Queensland budget tips gas growth but $80 billion debt

BUSINESS investment in the mining industry will peak in 2013 and fall from historic highs through to 2015-16 as three major gas projects wind up their $60 billion construction phase.

Queensland Treasury forecasts a $5.3 billion revenue drop from taxation, GST and mining royalties but it expects a ramp up in liquefied natural gas production which could lead to overseas export growth nearing 23.5% by 2015-16.

Combined with a stronger domestic sector, Queensland Treasurer Tim Nicholls believes that will lead to 6% economic boost in that year.

"While these figures underpin our confidence for the future we need to recognise they are the product of the export of gas," he told Queensland Parliament in his 2013-14 parliament speech on Tuesday.

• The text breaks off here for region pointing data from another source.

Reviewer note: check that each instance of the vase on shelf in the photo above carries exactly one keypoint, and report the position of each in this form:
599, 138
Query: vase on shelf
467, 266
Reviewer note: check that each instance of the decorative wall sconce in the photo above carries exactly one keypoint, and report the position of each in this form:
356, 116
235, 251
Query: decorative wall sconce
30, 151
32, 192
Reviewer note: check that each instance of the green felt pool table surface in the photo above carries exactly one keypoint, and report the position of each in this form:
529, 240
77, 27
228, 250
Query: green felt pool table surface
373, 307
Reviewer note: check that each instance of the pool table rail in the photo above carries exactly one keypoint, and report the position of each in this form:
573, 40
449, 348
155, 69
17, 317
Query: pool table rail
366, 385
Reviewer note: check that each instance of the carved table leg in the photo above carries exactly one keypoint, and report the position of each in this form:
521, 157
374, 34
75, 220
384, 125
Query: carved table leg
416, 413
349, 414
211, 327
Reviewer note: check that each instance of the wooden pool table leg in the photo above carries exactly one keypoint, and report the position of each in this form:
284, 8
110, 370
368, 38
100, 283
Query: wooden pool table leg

"We need to continue our work to strengthen and grow the other pillars of the economy that employ so many Queenslanders.

"The revenue environment is weak and Queenslanders have again had to deal with the devastation of natural disasters.

"The national economy is trying to manage the transition from an unprecedented peak in mining investment back to consumption in the broader economy on a more normal basis."

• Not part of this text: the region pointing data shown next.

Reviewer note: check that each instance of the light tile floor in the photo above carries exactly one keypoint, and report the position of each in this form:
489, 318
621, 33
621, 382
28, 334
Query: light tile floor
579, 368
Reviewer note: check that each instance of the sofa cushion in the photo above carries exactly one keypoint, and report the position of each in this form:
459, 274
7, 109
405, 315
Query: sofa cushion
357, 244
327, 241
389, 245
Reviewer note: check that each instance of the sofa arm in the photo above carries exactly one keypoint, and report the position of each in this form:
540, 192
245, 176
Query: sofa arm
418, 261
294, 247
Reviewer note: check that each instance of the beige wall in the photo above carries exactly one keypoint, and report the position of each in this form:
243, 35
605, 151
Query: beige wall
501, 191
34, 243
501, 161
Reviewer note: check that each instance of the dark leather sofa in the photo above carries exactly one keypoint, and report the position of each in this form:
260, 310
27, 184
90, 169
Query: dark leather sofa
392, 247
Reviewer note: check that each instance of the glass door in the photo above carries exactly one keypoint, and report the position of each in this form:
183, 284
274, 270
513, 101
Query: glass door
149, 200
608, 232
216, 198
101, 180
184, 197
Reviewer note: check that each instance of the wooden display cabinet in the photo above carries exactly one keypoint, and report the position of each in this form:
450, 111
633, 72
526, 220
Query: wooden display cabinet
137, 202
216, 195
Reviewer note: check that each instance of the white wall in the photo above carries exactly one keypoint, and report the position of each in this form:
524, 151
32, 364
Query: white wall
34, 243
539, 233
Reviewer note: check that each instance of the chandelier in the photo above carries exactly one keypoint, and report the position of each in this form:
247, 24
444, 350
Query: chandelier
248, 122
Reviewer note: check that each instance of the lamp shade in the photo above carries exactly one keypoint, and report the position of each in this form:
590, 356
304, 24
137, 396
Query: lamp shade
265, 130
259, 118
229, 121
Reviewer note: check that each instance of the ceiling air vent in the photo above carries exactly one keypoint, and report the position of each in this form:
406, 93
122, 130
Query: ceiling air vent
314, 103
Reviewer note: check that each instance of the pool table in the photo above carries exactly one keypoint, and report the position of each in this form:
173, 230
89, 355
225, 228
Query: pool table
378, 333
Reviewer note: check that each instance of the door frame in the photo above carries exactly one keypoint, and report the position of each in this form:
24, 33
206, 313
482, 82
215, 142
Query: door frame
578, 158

Mr Nicholls will also commit $30 million funding over three years to upgrade the Geological Survey of Queensland.

"This is a sound investment in Queensland's future prosperity," he said.

"Queensland is world famous for its mining resources and expertise, but there is much that remains to be known about the geology and mineral potential of the state.

"We want Queensland to be the exploration capital of Australia, and for quality geological data to be there for the world to see."

The 2013 Queensland Budget speech in full

The 2013 Queensland Budget Strategy and Outlook

The 2013 Queensland Budget - where the money is going

Mr Nicholl said economic growth in Queensland's major trading partners in 2013 was estimated to be 2.75%, similar to that in 2012.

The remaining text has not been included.